An R9700 is $1350 and can get 100 TPS running Qwen3.6-35B-A3B Q5 with 130k context window (with room to spare) with a bit of fine tuning llamacpp-vulkan, but llamacpp's repository instability and lack of real versioning frustrates me.

In terms of electricity, if you aren't using it, even with all the vram loaded, at most your wasting about 30 watts or so.

Prompt processing a large uncached context is annoying, which is why I forced a lower context window, but I don't know if it's any worse in performance than the cloud models I've used.

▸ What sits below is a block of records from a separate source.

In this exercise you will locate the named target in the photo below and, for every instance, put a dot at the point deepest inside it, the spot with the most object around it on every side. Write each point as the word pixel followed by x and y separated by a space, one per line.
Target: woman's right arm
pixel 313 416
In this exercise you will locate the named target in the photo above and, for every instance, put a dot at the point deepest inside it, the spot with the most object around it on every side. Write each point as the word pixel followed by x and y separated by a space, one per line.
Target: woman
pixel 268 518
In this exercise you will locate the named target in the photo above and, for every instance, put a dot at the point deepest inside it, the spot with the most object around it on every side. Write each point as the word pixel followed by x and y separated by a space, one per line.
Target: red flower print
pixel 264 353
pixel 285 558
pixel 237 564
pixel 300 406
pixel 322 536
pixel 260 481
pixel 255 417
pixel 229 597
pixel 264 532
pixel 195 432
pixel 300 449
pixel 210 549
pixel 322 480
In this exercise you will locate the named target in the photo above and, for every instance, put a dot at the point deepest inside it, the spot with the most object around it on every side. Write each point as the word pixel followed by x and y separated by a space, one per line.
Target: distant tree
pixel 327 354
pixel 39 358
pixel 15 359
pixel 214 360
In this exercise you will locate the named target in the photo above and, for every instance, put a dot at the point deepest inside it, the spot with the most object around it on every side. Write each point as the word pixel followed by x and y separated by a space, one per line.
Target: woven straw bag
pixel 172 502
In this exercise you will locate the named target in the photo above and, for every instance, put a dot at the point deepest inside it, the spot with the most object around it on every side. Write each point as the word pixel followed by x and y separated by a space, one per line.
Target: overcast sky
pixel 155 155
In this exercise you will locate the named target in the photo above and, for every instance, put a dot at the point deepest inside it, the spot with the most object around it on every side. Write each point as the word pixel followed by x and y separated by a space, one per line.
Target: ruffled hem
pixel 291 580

There's a niceness, to me, knowing I don't have to rent it anymore. If you rent it, the terms can change regularly.

▲

rsync 2 hours ago | parent | next [-]

"An R9700 is $1350 and can get 100 TPS running Qwen3.6-35B-A3B Q5 with 130k context window ..."

How would that change (improve) if you had two R9700 in a similar configuration ?

	▲	vardalab an hour ago \| parent [-]
		better prompt processing like 1.5x+ and more kv but tg most likely lower like 0.8x or so but I am just going by memory for Qwen3.5 without mtp.

▲

bertili 5 hours ago | parent | prev [-]

Qwen 27b is a compute heavy dense model.